A natureza é um conceito religioso porque exige nossa reverência e porque é uma ideia profundamente séria. Religião deve ser aquilo que levamos mais a sério. O que poderia ser mais sério do que uma resposta admirada ao desconhecido e incontrolável? O que é mais sério do que a reverência pela saúde da Terra? Além disso, a legislação da natureza é um reconhecimento dos nossos pecados — nossas delinquências como administradores das porções da terra selvagem sobre as quais presumimos assumir o controle — e da nossa responsabilidade de manter, restaurar e preservar o que ainda não corrompemos.
Cumprir nossa sagrada responsabilidade de reverenciar e proteger a natureza é uma tarefa muito grande para ser deixada apenas para a comunidade conservacionista. Se há algo em que todos os conservacionistas podem concordar, é que não somos o suficiente. Embora cada um de nós acredite ser uma multidão, juntas, nossas fileiras permanecem muito pequenas para alcançarmos a proteção da terra e dos lugares reverenciados pelos humanos, que é a nossa tarefa.
Todos nós estamos tentando muito; nenhum de nós recebe agradecimentos suficientes e não há o suficiente de nós. Devemos trazer novos recrutas para a causa, começando com um grupo de concidadãos que, à sua maneira, fizeram parte da nossa aliança o tempo todo; mas não ouviram muito de nós em termos de convite. Esses aliados naturais são, creio eu, as pessoas religiosas. O conceito central de vida religiosa é o mesmo que o conceito central de preservação da natureza. Esse conceito é um sentido de escala, de escala humana, na presença de coisas e assuntos maiores. Somos menos do que Deus; menos importantes, menos amplos, menos conhecedores.

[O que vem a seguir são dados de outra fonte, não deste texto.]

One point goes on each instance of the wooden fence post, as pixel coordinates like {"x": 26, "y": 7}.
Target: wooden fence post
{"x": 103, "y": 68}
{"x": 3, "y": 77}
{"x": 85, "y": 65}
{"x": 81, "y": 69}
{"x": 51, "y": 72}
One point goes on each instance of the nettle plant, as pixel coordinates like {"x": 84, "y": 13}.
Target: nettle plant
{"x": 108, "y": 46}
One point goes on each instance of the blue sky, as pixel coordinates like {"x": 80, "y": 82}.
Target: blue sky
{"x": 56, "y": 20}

As pessoas religiosas falam de si mesmas como humildes, na presença de Deus. Mesmo o mais secular dos conservacionistas admitiria, eu suponho, que muitas vezes se sente humilhado na presença da natureza — uma parte do mundo de Deus com seus dons maravilhosos. Esse sentimento vai além da reverência. A maioria das pessoas religiosas pensa no universo como intencional, uma Criação — não necessariamente feito de uma vez nem construído em apenas uma semana; mas intencional. Portanto, todas as suas partes têm valor, todas as suas espécies, todas as suas montanhas, águas, campos e oceanos. Os humanos, na tradição religiosa, não são as únicas espécies significantes na Terra. Nossos pomares, fazendas, bosques, vilas e cidades não são os únicos lugares dignos de respeito. Toda a criação é digna de respeito.

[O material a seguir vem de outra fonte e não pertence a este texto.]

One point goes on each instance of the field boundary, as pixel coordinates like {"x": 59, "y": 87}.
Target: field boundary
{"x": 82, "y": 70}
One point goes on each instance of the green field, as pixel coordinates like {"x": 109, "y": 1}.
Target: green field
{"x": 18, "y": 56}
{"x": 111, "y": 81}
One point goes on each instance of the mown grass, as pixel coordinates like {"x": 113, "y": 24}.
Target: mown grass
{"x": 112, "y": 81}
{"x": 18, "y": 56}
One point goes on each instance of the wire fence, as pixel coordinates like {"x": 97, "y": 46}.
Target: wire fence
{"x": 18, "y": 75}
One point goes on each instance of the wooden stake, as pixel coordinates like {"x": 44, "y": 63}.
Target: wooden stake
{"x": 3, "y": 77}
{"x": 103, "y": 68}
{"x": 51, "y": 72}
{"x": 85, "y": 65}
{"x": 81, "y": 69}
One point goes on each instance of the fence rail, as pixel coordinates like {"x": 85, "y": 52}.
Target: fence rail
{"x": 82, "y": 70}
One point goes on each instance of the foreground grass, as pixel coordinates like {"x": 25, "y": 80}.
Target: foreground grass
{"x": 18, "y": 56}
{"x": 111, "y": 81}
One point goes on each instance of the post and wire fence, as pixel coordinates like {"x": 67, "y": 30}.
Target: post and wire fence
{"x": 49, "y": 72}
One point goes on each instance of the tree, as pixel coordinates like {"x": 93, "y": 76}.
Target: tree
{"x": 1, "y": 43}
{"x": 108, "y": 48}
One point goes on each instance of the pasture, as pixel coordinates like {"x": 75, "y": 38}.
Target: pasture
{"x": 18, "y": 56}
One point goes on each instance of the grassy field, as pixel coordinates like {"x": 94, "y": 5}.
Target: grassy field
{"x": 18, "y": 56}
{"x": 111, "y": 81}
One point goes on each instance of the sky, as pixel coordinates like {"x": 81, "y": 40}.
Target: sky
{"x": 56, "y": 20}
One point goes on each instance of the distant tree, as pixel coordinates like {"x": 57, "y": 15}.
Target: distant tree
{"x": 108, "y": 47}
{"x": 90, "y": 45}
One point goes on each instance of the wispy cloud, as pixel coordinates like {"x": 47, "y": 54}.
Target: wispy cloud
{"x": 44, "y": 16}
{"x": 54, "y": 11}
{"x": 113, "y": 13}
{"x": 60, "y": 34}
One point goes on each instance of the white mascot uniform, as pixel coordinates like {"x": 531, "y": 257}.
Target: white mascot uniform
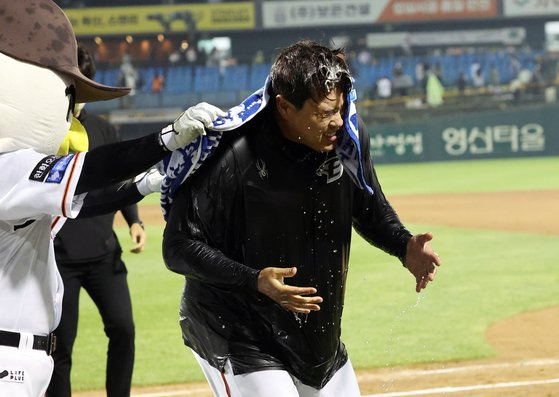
{"x": 39, "y": 84}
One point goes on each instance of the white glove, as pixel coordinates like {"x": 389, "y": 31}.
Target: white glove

Reconhecemos que de fora de qualquer uma das nossas armadilhas, alçapões ou jaulas existem formas de vida que merecem nosso respeito. A natureza coloca tudo isso em um mapa. Suas fronteiras, grilhões e travas são limites para a pretensão humana, limites facilmente compreendidos e aceitos pelos religiosos, porque só afirmam na geografia o que foi afirmado desde o início na teologia. Em teologia, é dito que, além das fronteiras do conhecido, há um domínio negado à ciência, à história, a todo o aparato comum do conhecimento. Na geografia da natureza, afirma-se que, quando chegarmos à sua borda, podemos saber algo do que está além; no entanto, não devemos cruzar essa fronteira com a intenção de controlá-la.
Embora normalmente não façamos a genuflexão, ao passar por uma placa rotulada “área selvagem”, não seria estranho se o fizéssemos. A selva é um lugar, mas também é um mistério, um mistério profundo. É mais do que um pool genético, é um fundo de verdades insondáveis. Somos constantemente surpreendidos pela vida em formas inesperadas. Quando micróbios novos para nós, mas conhecidos por eles mesmos há milhões de anos, são repentinamente descobertos por nós, não é seu valor monetário o mais significativo, mas o religioso: embutido neles está o mistério da vida, em suas afirmações perpetuamente mutáveis, infinitamente diversas. Ser culpado de extinguir a vida por meio de intromissão descuidada ou tola é um tipo de pecado contra o qual devemos estar alertas.
Outro pecado com o qual se deve ter cuidado é não permitir espaço suficiente para o desconhecido florescer, de modo que possa se realizar. Nossa espécie orgulhosa, obstinada, muitas vezes descuidada e tola, está aprendendo o tempo todo quão pouco ela realmente sabe, quão pouco ela controla. Todos os elementos essenciais da vida — nascimento, morte, sacramentos — são intrusões do desconhecido e do essencialmente imprevisível em nossas vidas bem planejadas, escrupulosamente administradas e bem cuidadas. As áreas selvagens não são grandes zoológicos; nós é que estamos nos zoológicos. As áreas selvagens estão fora dos zoológicos. É por isso que devem ser grandes o suficiente para permitir toda a gama de vida dentro delas.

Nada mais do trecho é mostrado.